Arethusa wrote away, the wrinkles of composition between her brows and her writing becoming more and more ragged as the letter proceeded. Her feet were twined in the rounds of her chair, her arms were spread out all over the top of the big desk with a great display of elbows, and she was ungracefully humped as to back; for when Arethusa wrote, her whole body responded to the effort.
Close beside her lay Boris, Ross's Great Dane, a dignified animal of unusual beauty. Ordinarily, he was so indifferent and sometimes so disagreeable to strangers that he was rarely allowed where they were, yet he had adopted Arethusa at sight when first introduced just after breakfast, and he had not left her side since. Most people were frightened nearly speechless when Boris merely opened his mouth to yawn; but he had not frightened Arethusa. She had voted him the most wonderful dog she had ever seen, and pleased Ross immensely by her lack of fear.

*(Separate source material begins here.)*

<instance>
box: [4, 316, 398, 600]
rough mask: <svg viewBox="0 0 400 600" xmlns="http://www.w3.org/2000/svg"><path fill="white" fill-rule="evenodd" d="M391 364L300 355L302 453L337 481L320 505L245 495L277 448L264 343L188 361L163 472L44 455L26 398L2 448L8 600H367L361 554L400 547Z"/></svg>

Every now and then when she stopped in her writing to open her cramped fingers for a moment and gaze admiringly around the room, she would stoop and pat Boris. And she would stroke him wherever her hand happened to fall, and he did not seem to resent it in the least, which was something most unusual.
Ross was in the library, sprawled on the big davenport, and watching the girl and the dog with keen delight in the picture they made. He had never known Boris to make friends thus suddenly, in all the six years he had owned him; even Elinor was a bit afraid of the splendid creature.
Elinor had been in the library also most of the morning, talking to Ross while Arethusa performed a Duty; but she had been called out to the telephone. When she came back, her first words were for Arethusa.
"I have an invitation for you."
"For me!" Arethusa's pen dropped abruptly in the middle of her page to make a large and sprawling splash of ink.